Michaelsen: Their overall mission is to try to monitor the development of crop yield during the growing season in different areas of the world, so that they can get advance notice if there are going to be serious problems with rainfall shortage or excess that would lead to crop shortages.
Narrator: Researchers at UC Santa Barbara are working with scientists in the field to develop computer tools.
Michaelsen: We develop software that allow them to take our data sets and evaluate different scenarios that allow them to map current patterns and see them over a regional scale.
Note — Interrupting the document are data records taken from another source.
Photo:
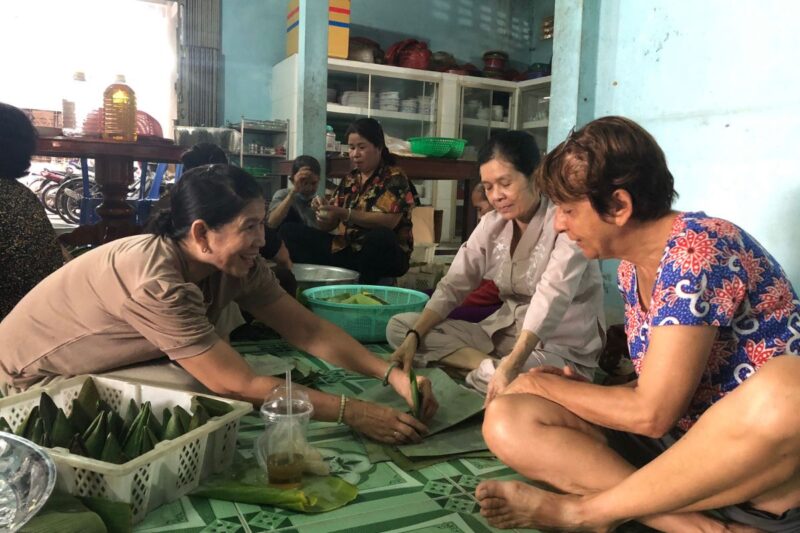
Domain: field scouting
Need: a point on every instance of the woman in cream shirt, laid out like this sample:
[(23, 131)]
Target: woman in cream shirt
[(552, 295)]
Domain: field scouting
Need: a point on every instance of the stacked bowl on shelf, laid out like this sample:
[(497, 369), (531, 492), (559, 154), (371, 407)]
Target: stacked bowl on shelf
[(389, 101), (356, 98), (408, 105), (426, 105)]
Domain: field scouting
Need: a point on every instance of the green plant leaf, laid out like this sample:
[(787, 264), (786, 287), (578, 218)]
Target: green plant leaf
[(112, 452), (213, 407), (79, 418), (62, 431), (48, 411), (26, 428), (95, 436), (89, 397)]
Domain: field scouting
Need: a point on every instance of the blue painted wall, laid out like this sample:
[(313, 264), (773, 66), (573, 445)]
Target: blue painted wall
[(716, 82), (253, 40)]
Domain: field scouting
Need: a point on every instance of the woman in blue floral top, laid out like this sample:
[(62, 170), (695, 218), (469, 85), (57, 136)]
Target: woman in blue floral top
[(370, 209), (712, 420)]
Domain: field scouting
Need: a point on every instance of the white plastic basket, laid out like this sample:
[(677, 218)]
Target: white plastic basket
[(169, 471)]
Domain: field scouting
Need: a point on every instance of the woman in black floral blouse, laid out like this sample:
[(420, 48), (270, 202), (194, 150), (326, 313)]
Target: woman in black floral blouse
[(29, 251), (371, 209)]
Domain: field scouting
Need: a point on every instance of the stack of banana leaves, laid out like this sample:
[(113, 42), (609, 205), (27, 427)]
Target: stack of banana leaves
[(94, 429), (359, 298)]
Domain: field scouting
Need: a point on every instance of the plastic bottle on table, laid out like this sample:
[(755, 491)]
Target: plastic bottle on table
[(119, 112), (77, 105)]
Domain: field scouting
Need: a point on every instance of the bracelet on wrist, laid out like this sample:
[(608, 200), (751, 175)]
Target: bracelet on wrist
[(414, 332), (342, 404), (385, 379)]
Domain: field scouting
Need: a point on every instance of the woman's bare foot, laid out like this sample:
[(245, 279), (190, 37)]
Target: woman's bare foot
[(512, 504)]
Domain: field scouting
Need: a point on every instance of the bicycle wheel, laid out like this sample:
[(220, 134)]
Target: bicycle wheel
[(68, 200), (48, 197)]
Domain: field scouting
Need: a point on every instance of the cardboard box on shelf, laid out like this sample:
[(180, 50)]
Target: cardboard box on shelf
[(338, 28)]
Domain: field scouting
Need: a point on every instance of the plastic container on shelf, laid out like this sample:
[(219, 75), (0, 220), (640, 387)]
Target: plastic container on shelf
[(438, 146), (169, 471), (366, 323), (119, 112)]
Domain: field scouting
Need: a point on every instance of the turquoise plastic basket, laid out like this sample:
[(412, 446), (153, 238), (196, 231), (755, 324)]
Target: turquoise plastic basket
[(366, 323)]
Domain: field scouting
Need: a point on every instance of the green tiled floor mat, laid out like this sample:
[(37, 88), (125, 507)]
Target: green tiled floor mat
[(432, 499)]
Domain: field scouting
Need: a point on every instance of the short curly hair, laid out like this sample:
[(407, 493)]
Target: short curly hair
[(17, 142), (606, 155)]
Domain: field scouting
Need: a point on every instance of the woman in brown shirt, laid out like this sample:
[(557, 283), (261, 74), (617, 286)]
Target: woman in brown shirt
[(28, 248), (135, 299)]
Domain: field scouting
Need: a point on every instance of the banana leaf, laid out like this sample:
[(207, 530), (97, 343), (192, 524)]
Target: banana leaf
[(64, 514), (62, 431), (77, 446), (130, 416), (117, 516), (115, 424), (95, 436), (183, 416), (141, 420), (89, 397), (213, 407), (133, 446), (376, 298), (149, 441), (155, 427), (247, 483), (48, 411), (166, 414), (174, 428), (79, 417), (26, 428), (112, 452), (103, 405), (199, 418), (361, 299), (134, 442)]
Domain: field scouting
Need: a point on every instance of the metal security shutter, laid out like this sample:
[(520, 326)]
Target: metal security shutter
[(199, 63)]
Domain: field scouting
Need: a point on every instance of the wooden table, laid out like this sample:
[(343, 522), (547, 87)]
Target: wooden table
[(419, 168), (113, 163)]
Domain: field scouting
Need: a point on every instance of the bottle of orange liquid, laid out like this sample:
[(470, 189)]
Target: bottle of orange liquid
[(119, 112)]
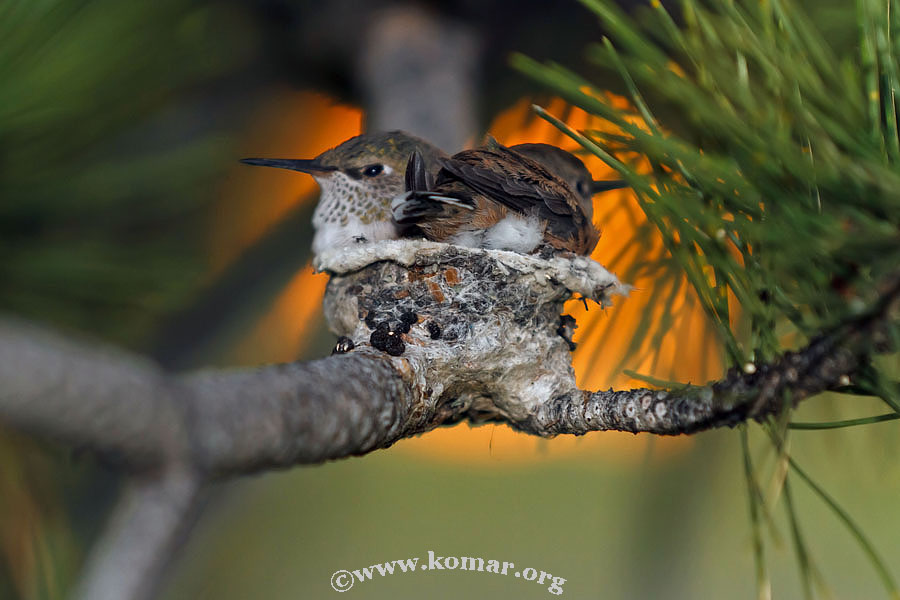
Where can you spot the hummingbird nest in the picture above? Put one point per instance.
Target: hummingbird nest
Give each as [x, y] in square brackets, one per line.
[479, 332]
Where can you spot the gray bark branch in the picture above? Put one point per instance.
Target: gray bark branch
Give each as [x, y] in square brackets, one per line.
[431, 334]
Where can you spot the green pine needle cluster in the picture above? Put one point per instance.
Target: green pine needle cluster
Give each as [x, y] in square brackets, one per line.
[774, 179]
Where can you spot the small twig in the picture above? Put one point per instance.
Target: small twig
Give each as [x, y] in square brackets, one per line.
[146, 527]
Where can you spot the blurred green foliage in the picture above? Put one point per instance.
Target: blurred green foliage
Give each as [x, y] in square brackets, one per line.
[773, 180]
[110, 149]
[108, 158]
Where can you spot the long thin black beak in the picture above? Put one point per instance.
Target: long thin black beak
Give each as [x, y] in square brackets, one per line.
[605, 186]
[294, 164]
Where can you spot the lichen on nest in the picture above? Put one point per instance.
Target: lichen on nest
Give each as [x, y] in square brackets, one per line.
[480, 330]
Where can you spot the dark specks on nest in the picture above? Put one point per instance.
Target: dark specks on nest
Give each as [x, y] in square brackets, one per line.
[343, 345]
[566, 329]
[386, 338]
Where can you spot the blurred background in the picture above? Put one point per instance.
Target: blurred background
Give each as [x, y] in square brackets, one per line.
[125, 217]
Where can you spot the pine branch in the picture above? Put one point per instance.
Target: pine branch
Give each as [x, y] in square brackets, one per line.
[432, 335]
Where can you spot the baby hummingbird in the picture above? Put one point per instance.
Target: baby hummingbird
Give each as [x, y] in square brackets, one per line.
[358, 180]
[502, 198]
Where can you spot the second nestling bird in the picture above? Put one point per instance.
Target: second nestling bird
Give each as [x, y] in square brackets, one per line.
[518, 199]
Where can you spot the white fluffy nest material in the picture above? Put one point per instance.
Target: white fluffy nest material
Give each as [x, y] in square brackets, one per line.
[578, 274]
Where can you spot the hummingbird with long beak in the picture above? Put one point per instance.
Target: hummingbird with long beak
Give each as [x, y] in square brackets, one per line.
[358, 180]
[504, 198]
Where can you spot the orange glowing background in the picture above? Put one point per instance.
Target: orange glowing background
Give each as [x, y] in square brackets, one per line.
[684, 347]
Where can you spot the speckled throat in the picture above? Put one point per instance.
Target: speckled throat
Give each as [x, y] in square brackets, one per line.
[353, 211]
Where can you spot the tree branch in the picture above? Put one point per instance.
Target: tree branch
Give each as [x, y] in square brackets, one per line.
[431, 334]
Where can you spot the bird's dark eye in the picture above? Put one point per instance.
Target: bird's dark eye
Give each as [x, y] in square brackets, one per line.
[581, 188]
[373, 170]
Narrator: For Science Today, I'm Larissa Branin.
E.
Abalone Shells May Guide Development of New Body Armor
Narrator: This is Science Today. Abalone shells, which are highly prized as a source of colorful, mother-of-pearl jewelry, are being considered as a possible guide for a new generation of lightweight bullet-stopping armor. Engineering researcher Marc Meyers of the University of California, San Diego says the seaweed-eating snail creates a tough shell with highly ordered, brick-like tiles – one of the toughest arrangements of tiles theoretically possible.
Meyers: We want to mimic these methods for synthesizing with our stronger materials. We need to understand how growth takes place if we are going to apply similar concepts to our synthetic materials and then produce materials that are one order of magnitude stronger than the existing one.
Narrator: The researchers joined technological forces with the Lawrence Livermore National Laboratory to get the first detailed look at the protein structure of the abalone shell.
Meyers: It's up to us to understand first, how these organism create these structures and then how we can imitate them.
Narrator: For Science Today, I'm Larissa Branin.